- Education: Fudan University University of Montana Pennsylvania State University
- Scientific career
- Fields: Statistics
- Workplaces: University of Illinois at Urbana–Champaign
- Thesis: Adaptive Generalized Estimating Equations (1998)
- Doctoral advisor: Bruce G. Lindsay
- Website: https://publish.illinois.edu/anniequ/

= Annie Qu =

American statistician

Peiyong "Annie" Qu (瞿培勇 (Qú Péiyǒng)) is a Chinese-American statistician known for her work on estimating equations and semiparametric models. Her research interests also include longitudinal analysis, nonparametric statistics and robust statistics, missing data, and biostatistics.

==Biography==
Qu earned a bachelor's degree in computational mathematics from Fudan University in 1990. She came to the U.S. for graduate study, earned a master's degree in operations research at the University of Montana in 1992, and completed her Ph.D. in statistics at Pennsylvania State University in 1998. Her dissertation, jointly supervised by Bruce G. Lindsay and Bing Li, was Adaptive Generalized Estimating Equations.

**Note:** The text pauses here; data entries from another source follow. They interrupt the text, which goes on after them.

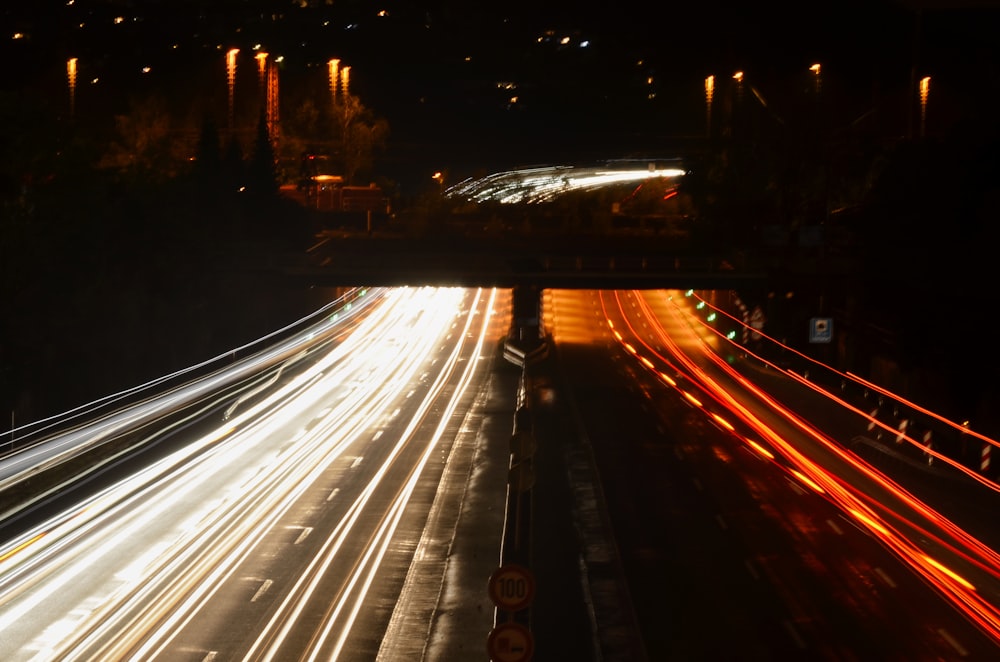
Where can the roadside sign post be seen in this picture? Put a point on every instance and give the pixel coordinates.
(821, 330)
(512, 587)
(510, 642)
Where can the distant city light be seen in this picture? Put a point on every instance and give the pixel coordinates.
(541, 184)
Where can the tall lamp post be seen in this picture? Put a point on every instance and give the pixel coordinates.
(816, 73)
(709, 94)
(925, 88)
(345, 79)
(71, 78)
(334, 65)
(231, 75)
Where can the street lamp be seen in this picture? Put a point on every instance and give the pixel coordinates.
(261, 58)
(334, 64)
(231, 75)
(925, 88)
(345, 79)
(71, 77)
(709, 94)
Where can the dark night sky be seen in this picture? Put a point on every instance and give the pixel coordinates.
(432, 68)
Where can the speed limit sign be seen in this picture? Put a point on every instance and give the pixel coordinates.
(512, 587)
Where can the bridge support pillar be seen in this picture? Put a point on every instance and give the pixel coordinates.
(525, 342)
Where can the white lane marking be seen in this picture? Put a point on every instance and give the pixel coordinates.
(262, 590)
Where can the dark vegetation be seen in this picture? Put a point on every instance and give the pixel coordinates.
(113, 275)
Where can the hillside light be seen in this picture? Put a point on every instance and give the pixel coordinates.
(71, 78)
(925, 88)
(816, 71)
(334, 65)
(231, 77)
(709, 95)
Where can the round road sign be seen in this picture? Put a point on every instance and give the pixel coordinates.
(512, 587)
(510, 642)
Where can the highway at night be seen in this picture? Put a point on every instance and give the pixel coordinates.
(743, 529)
(283, 529)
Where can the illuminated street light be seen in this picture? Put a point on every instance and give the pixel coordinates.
(709, 94)
(925, 88)
(261, 69)
(334, 64)
(71, 77)
(345, 79)
(231, 73)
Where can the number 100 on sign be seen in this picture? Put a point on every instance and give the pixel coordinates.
(512, 587)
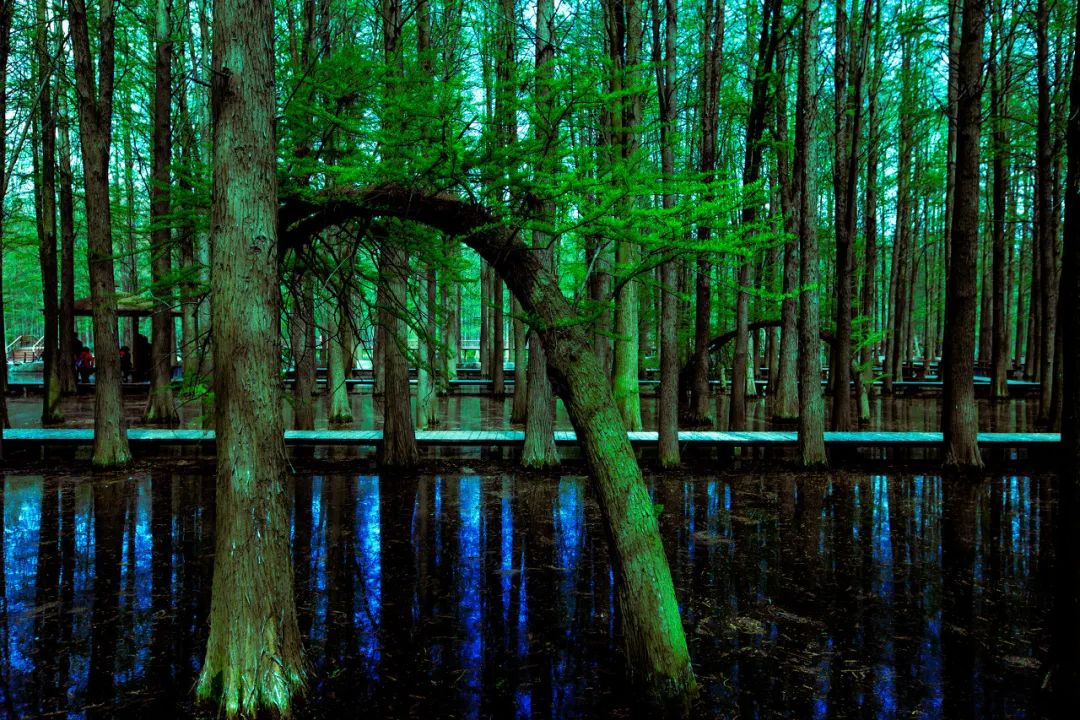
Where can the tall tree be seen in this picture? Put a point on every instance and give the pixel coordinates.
(254, 657)
(539, 450)
(95, 126)
(665, 62)
(811, 404)
(161, 407)
(959, 413)
(712, 50)
(45, 191)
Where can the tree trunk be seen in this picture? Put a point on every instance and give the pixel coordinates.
(161, 407)
(1044, 209)
(539, 450)
(95, 123)
(811, 404)
(254, 660)
(7, 8)
(1065, 668)
(999, 72)
(701, 407)
(786, 397)
(67, 333)
(45, 191)
(399, 435)
(304, 350)
(752, 172)
(339, 363)
(665, 67)
(959, 413)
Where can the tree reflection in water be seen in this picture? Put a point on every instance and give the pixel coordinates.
(491, 596)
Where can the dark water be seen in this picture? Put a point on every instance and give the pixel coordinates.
(463, 411)
(474, 596)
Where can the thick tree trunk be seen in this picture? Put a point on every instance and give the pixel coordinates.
(399, 435)
(45, 191)
(811, 404)
(254, 660)
(959, 413)
(161, 406)
(95, 123)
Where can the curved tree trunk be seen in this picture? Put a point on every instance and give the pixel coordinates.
(161, 406)
(95, 123)
(254, 659)
(959, 413)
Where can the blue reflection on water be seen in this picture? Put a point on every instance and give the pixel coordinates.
(470, 578)
(367, 608)
(22, 526)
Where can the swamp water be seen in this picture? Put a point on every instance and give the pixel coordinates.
(475, 596)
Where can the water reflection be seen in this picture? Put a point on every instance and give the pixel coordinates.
(475, 596)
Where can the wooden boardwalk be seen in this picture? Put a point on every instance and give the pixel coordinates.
(30, 437)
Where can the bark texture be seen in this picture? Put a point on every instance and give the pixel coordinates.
(254, 659)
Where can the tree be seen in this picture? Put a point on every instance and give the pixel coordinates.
(254, 659)
(811, 404)
(161, 407)
(95, 125)
(959, 413)
(45, 205)
(666, 71)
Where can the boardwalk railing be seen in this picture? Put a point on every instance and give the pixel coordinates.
(480, 438)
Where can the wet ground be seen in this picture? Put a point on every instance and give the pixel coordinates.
(484, 412)
(476, 595)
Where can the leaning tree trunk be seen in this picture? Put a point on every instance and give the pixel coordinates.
(95, 124)
(161, 406)
(254, 660)
(959, 413)
(811, 404)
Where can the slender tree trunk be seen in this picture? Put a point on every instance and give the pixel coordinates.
(304, 350)
(712, 43)
(1065, 673)
(161, 407)
(5, 17)
(665, 68)
(959, 412)
(811, 404)
(539, 449)
(95, 123)
(254, 659)
(67, 334)
(998, 81)
(1044, 209)
(786, 397)
(339, 363)
(51, 407)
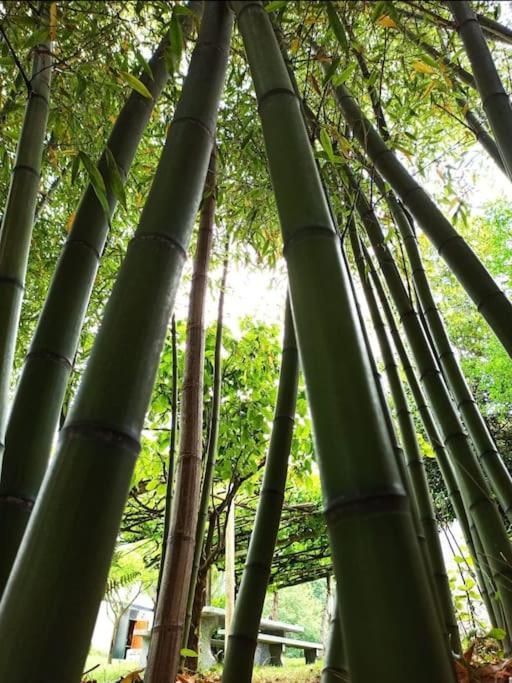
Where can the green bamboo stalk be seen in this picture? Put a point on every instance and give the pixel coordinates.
(50, 358)
(481, 134)
(495, 99)
(172, 452)
(435, 440)
(335, 668)
(474, 490)
(412, 452)
(472, 121)
(461, 74)
(243, 637)
(364, 499)
(490, 459)
(77, 514)
(164, 651)
(410, 479)
(211, 453)
(18, 216)
(489, 299)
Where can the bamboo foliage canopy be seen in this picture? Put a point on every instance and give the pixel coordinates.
(384, 125)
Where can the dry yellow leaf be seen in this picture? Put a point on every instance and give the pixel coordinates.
(53, 21)
(294, 45)
(429, 89)
(52, 154)
(69, 222)
(386, 22)
(423, 68)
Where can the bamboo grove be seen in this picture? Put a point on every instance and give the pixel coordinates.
(295, 134)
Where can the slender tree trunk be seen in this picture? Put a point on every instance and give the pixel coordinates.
(490, 459)
(167, 633)
(52, 351)
(172, 452)
(472, 121)
(229, 571)
(432, 434)
(238, 663)
(113, 641)
(477, 497)
(335, 660)
(413, 456)
(495, 99)
(18, 216)
(365, 500)
(211, 451)
(100, 441)
(274, 611)
(465, 265)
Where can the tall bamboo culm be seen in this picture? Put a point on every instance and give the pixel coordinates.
(495, 100)
(485, 446)
(414, 460)
(243, 638)
(19, 208)
(465, 265)
(167, 631)
(476, 495)
(364, 498)
(432, 433)
(211, 452)
(50, 358)
(335, 660)
(172, 451)
(79, 508)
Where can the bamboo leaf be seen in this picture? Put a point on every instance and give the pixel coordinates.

She joined the Oregon State University faculty in 1999, and moved to the University of Illinois at Urbana–Champaign in 2008. In 2015 she added another affiliation with the Institute for Genomic Biology at Illinois. At Illinois she became Data Science Founder Professor, Brad and Karen Smith Professorial Scholar, professor of statistics, and director of the Illinois Statistics Office.

Starting July 2020, she moved to the University of California, Irvine, as a Chancellor's Professor.

==Recognition==
In 2010, Qu was elected as a Fellow of the American Statistical Association; she became a Fellow of the Institute of Mathematical Statistics in 2016. She was the chair of the Section on Statistical Learning and Data Science of the American Statistical Association and of the Biometrics Section of the International Chinese Statistical Association for 2017. She was named to the 2021 class of Fellows of the American Association for the Advancement of Science.